Our author takes a compass too wide for the most advantageous execution of what should appear to be the main design of his work, and too wide for the measure of his attainments. In undertaking to display the Genius of Christianity,' it surely was not necessary for him to place himself in a field of controversy thrown open on all sides, and to send challenges of

combat so far abroad as to all the malignants against the system of Moses, who have brought the means of offence from antiquarian, geological, or astronomical topics. And certainly he has been far too much the wanderer, the romancer, and the poet, to have possessed himself of all the knowledge requisite for demolishing these aggressors, if such a work as this had been the proper place for such an execution. He might have seen that it would be of little available service toward verifying the Mosaic records, as to the distance and the dates of the creation and the primitive events of the world, to enumerate all the arbitrary, capricious, and deceptive modes of computing time, which, as he justly says, 'are sufficient to make history a frightful chaos.' Such an exhibition ought, indeed, to have some quelling effect on the impudence of such men as have made no difficulty of proclaiming the infallibility of an Egyptian, or Indian, or Chinese chronology, or indeed any other chronology, provided it would only contradict that of the Bible: but this vast jumble of uncertainties and impositions cannot prove the necessary rectitude of the one most ancient and simple account of ages.---He remarks on the changes in the length of the Egyptian year, on the deceptive enumeration of names in their dynasties, and on the changes by which one name shall obtain to be reckoned several times over.
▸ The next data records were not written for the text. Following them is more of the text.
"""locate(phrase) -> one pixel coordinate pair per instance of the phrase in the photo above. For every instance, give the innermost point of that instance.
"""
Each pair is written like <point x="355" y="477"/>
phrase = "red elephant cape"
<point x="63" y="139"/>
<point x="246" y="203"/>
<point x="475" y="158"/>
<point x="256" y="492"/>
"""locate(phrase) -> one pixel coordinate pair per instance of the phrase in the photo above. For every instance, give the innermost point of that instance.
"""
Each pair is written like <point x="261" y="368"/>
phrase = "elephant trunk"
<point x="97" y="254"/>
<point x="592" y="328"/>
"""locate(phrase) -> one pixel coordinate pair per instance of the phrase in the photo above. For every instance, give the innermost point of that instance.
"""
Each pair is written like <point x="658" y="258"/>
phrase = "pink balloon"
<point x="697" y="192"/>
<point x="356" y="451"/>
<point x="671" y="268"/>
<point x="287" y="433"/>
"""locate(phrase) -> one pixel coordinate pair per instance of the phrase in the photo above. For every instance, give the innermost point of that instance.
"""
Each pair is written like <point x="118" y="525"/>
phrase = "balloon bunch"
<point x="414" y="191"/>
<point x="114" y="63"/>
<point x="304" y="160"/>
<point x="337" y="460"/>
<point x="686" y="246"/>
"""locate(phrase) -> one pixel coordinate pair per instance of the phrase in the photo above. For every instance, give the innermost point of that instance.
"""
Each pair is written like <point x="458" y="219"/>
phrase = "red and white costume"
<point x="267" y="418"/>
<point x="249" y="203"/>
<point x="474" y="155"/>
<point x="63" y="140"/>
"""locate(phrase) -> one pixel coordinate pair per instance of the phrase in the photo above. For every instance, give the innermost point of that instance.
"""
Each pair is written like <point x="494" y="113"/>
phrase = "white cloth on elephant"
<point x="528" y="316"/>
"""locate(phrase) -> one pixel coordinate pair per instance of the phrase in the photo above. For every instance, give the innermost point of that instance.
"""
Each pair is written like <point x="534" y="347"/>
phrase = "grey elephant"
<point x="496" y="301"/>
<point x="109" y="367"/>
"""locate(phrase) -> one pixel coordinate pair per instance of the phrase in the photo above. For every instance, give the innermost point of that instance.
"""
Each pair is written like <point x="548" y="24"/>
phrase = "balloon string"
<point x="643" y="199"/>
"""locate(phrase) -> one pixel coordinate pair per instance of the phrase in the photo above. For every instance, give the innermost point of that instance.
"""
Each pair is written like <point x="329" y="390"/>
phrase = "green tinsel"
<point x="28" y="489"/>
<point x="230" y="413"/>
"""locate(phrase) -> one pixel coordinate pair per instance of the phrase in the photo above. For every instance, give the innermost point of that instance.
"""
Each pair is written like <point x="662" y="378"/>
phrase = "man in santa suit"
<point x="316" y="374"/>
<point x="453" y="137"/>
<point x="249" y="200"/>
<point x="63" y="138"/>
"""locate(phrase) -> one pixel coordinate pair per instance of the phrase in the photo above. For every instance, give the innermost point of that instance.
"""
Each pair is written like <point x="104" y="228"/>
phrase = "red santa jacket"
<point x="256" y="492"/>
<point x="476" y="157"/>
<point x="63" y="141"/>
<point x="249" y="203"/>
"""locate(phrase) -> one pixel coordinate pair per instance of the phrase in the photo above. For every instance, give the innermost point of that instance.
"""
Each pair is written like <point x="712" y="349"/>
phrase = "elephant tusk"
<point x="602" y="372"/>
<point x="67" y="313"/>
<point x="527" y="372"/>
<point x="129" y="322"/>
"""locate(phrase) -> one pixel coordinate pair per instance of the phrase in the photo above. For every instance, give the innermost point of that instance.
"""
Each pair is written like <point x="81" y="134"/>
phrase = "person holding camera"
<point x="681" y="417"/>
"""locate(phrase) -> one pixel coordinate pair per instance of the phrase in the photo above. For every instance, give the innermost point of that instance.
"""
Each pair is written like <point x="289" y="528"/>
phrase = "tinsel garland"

He then exclaims,

• What necessity is there, after all, to lay so much stress on orthographical disputes, when we need but open the volumes of history to convince ourselves of the modern origin of men? In vain you may form conspiracies against truth, by inventing ages that never existed out of your own imagination; in vain you may conjure up death to borrow his shades; all this will not make mankind any other than the creatures of yesterday. The names of the inventors of the arts are as familiar to us as those of a brother or a grandfather. Tubal-Cain taught men the uses of iron; Noah or Bacchus planted the vine; Cain or Triptolemus fashioned the plough. History, medicine, geometry, the fine arts, and laws are not of higher antiquity, and we are indebted for them to Herodotus, Hippocrates, Thales, Homer, Dædalus, and Minos.'

In descanting on the ruins in which we retain the melancholy vestiges of ancient states, he seems as if he would jeer the infidels for not having been prompt enough to turn to the account of their cause the extraordinary monuments found within these few years in North America, on the banks of the Muskingum, the Miami, the Wabash, the Ohio, and in particular of the Scioto, where they occupy a space of upwards of twenty leagues in length; and consist of ramparts of earth, with ditches, glacis, moons, half moons, and prodigious cones, which serve for sepulchres. Inquiries have been made, but without success, what people could have left these remains.' VOL. X.